Evaluation l3d_300wlp/00650 on palsy dataset. Bbox norm
[2024-01-25 14:30:48] Switching to benchmark mode...
[2024-01-25 14:30:50] Resuming session l3d_300wlp/00650 from snapshot l3d_300wlp/00650...
[2024-01-25 14:30:51] Evaluating 'l3d_300wlp/00650'...

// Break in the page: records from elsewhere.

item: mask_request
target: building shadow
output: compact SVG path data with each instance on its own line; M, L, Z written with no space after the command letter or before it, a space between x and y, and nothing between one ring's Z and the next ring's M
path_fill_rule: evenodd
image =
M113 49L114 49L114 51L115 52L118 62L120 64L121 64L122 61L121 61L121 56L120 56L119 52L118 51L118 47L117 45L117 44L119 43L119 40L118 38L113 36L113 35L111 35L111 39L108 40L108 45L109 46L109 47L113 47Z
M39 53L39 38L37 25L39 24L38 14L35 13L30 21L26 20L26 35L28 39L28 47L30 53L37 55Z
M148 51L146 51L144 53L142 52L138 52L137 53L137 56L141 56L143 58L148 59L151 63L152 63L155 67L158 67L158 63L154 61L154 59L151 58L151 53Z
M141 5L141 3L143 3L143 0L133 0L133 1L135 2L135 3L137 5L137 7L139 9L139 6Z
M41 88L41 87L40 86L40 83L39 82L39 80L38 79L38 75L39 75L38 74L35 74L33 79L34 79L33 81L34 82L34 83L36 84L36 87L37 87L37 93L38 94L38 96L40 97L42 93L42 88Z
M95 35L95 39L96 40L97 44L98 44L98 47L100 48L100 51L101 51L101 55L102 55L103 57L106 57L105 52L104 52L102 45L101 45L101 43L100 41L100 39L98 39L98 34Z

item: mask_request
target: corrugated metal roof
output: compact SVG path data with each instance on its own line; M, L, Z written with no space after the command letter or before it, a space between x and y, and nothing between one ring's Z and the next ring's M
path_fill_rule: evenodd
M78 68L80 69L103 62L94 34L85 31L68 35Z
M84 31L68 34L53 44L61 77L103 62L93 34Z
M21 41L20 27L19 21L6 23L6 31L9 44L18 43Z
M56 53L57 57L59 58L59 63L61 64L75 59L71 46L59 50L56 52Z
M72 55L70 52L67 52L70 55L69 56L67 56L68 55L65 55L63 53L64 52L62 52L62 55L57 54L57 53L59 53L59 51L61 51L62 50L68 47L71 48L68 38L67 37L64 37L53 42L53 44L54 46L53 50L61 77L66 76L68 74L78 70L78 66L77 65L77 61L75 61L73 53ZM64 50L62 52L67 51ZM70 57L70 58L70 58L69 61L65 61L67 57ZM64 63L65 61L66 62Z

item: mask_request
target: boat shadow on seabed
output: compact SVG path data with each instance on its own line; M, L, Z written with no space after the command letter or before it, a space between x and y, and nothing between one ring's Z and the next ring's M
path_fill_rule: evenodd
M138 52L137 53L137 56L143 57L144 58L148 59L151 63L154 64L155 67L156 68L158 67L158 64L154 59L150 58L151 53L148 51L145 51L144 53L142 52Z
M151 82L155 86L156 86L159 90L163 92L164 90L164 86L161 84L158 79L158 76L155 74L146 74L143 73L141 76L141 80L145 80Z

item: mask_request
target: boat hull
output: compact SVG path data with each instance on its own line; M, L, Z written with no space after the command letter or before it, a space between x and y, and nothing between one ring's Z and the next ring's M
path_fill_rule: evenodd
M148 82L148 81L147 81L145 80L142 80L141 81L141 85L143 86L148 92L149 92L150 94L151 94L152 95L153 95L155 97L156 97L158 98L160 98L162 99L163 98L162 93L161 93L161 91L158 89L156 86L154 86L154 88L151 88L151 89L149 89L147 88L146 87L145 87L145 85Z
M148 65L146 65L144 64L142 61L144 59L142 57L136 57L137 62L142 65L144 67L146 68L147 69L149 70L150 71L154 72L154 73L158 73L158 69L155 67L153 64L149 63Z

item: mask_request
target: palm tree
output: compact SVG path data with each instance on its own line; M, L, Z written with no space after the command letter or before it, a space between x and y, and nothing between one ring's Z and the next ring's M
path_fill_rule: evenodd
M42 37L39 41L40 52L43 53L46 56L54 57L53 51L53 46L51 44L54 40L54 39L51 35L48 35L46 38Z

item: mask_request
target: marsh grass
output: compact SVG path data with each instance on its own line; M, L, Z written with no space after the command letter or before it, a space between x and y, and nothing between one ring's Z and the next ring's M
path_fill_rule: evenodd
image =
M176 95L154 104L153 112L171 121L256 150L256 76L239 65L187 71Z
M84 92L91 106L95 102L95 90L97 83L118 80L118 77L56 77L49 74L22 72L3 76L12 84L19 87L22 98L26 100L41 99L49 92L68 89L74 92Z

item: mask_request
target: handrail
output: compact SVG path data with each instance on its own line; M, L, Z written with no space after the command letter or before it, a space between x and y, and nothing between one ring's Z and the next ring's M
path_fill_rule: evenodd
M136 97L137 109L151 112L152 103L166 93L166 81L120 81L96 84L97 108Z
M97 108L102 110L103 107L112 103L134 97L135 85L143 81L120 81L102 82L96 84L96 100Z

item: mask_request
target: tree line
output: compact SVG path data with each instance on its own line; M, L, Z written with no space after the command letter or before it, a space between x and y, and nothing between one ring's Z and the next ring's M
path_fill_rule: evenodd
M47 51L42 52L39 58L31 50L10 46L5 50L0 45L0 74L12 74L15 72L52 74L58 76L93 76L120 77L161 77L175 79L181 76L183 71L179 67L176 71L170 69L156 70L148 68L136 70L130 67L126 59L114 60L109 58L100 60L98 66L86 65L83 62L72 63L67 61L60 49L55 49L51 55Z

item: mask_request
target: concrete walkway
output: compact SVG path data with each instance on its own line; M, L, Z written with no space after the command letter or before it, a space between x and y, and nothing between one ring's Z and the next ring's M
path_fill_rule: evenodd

[2024-01-25 14:31:18] NME: 3.786
[2024-01-25 14:31:18] STD_NME: 2.975
[2024-01-25 14:31:18] FR@10: 0.815 (11)
[2024-01-25 14:31:18] AUC: 0.6281
[2024-01-25 14:31:18] GTE: 8.193
[2024-01-25 14:31:18] STD_GTE: 4.374
...
If you find this repository useful for your research, please cite the following paper:
@inproceedings{diazbarros2024in,
title={In-Domain Inversion for Improved {3D} Face Alignment on Asymmetrical Expressions},
author={D{\'\i}az Barros, Jilliam Mar{\'\i}a and Rambach, Jason and Murthy, Pramod and Stricker, Didier},
booktitle={Int. Conf. on Automatic Face and Gesture Recognition (FG)},
year={2024},
organization={IEEE}
}
This repository is partially based on the code from 3FabRec and uses the landmark loss from AdaptiveWing.